The latest CHIRPS data can be accessed from different sources. This includes a University of California at Santa Barbara (UCSB) research group’s website, which we used, as well as platforms such as Google Earth Engine. The latter resource provides for near real-time updates on any changes made on the dataset with easy API requests but requires a Java connection. The raw data can be manipulated in different ways to yield a definition of interest. Above all, some initial descriptive-analytic cJPNE visualizations of the data serve to provide comfort to both the end-users and data scientists that data access has been achieved and to provide a reality check for initial results.

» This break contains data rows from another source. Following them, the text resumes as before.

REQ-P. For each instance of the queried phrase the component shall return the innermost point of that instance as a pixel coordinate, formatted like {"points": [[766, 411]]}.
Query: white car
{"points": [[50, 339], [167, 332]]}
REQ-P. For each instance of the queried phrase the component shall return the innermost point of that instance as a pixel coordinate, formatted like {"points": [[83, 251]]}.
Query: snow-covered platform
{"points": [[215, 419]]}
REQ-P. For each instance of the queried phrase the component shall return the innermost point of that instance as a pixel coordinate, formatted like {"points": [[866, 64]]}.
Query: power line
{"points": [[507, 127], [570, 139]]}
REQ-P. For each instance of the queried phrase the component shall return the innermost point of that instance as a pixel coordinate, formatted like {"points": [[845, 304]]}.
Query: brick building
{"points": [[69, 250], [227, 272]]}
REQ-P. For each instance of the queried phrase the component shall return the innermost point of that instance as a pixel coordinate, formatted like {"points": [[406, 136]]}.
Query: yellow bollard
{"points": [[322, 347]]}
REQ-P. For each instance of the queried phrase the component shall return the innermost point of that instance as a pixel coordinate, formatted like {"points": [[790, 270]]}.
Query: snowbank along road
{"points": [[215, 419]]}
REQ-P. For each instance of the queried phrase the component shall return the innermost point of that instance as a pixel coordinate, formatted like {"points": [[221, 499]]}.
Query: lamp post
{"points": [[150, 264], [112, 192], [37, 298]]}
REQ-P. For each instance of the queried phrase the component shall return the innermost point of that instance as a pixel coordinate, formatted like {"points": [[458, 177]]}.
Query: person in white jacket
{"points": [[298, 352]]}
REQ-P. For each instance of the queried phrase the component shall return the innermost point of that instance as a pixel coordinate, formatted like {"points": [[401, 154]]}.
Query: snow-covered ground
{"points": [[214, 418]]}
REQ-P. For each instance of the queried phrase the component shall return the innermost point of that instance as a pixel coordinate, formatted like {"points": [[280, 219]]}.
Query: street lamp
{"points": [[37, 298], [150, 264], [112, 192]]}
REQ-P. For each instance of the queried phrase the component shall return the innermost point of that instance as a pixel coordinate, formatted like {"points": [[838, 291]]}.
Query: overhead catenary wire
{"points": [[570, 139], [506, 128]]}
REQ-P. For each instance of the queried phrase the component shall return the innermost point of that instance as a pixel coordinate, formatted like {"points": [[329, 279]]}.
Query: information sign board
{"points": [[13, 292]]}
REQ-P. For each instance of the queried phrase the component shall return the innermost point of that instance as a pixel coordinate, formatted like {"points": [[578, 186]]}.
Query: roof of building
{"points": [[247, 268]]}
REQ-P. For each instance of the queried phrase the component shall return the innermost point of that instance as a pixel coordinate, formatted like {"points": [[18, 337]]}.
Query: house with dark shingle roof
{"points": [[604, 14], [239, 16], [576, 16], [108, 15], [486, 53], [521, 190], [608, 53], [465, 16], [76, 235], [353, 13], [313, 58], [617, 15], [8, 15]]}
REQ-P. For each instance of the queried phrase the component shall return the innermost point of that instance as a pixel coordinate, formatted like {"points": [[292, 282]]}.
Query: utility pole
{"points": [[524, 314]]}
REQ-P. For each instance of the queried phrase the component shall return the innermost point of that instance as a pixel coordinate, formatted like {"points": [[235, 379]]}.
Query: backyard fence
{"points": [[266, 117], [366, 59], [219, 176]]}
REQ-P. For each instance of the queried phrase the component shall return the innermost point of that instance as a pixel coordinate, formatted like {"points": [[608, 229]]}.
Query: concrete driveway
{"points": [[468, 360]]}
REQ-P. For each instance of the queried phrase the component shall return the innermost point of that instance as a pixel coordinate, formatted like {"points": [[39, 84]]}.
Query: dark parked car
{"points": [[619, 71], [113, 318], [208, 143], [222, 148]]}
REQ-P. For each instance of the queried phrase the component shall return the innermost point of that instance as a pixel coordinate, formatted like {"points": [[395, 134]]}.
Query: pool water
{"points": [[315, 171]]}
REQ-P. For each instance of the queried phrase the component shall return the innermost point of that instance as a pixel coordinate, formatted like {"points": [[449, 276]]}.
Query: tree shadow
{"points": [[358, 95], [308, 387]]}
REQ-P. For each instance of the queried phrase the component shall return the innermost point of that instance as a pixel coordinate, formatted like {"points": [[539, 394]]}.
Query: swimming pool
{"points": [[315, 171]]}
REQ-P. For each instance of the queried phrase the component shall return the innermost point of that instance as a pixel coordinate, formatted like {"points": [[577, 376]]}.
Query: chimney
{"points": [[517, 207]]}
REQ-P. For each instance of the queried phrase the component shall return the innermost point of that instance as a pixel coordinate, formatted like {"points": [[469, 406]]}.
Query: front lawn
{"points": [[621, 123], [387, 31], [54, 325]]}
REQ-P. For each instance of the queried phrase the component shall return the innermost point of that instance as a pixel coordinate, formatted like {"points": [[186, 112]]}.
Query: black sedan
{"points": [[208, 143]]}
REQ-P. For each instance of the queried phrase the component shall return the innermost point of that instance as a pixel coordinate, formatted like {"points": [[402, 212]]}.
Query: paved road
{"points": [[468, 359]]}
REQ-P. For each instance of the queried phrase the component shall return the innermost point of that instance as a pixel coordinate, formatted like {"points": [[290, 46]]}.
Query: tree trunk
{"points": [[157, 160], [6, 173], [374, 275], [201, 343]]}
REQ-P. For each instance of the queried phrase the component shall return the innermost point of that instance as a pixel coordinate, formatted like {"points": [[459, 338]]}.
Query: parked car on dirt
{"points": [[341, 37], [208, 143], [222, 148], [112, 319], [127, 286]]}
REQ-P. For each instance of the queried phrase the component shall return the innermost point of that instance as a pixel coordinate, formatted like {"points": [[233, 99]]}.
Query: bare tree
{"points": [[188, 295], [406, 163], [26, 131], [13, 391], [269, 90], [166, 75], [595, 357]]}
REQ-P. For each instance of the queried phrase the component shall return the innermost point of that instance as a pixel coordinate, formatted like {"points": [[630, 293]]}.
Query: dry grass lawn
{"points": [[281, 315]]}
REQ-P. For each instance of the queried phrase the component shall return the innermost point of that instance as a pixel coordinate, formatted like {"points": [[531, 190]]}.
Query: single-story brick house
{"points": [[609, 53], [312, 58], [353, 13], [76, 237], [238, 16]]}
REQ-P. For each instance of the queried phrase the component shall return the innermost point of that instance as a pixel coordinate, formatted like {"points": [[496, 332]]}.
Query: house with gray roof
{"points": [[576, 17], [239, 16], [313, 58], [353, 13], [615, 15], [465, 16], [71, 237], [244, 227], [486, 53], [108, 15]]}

For the initial data access and wrangling exercise, we sought to understand which of our 106 stroke facilities was exposed to the highest monthly rainfall level in a recent month. To illustrate the use of this geospatial layer, we first extracted all the 11,204 latest monthly values within Vietnam’s boundaries for Oct 2021 at the time of writing (covering the country’s area of over 330 thousand km2).

The footprint of facilities can be larger, but data is available on a point basis. Therefore we matched these facility points to the precipitation grids. We created a grid of these values and intersected each of the values for each facility in that grid. After gathering the list of matched pairs, one can use different aggregation functions (summation, maximization, etc.) to find the value for the matching pair.

We converted the data in JNPE using the raster2xyz library for analysis with pandas and geopandas. In this example we look at total rainfall in October 2021 and narrow the data to just the surrounding area of the stroke facilities:

We rank the facilities descendingly based on the rainfall data for the month of October 2021. Dong Hoi Vietnam-Cuba Friendship hospital takes the top spot with over 1,294 mm of precipitation. This appears reasonable since the Central Coast region is currently understood to be in its rainy/stormy season. Later positions further confirm this phenomenon as all the top five facilities are in this region with all of them having over 1,150 mm in the month of October (see Table 1).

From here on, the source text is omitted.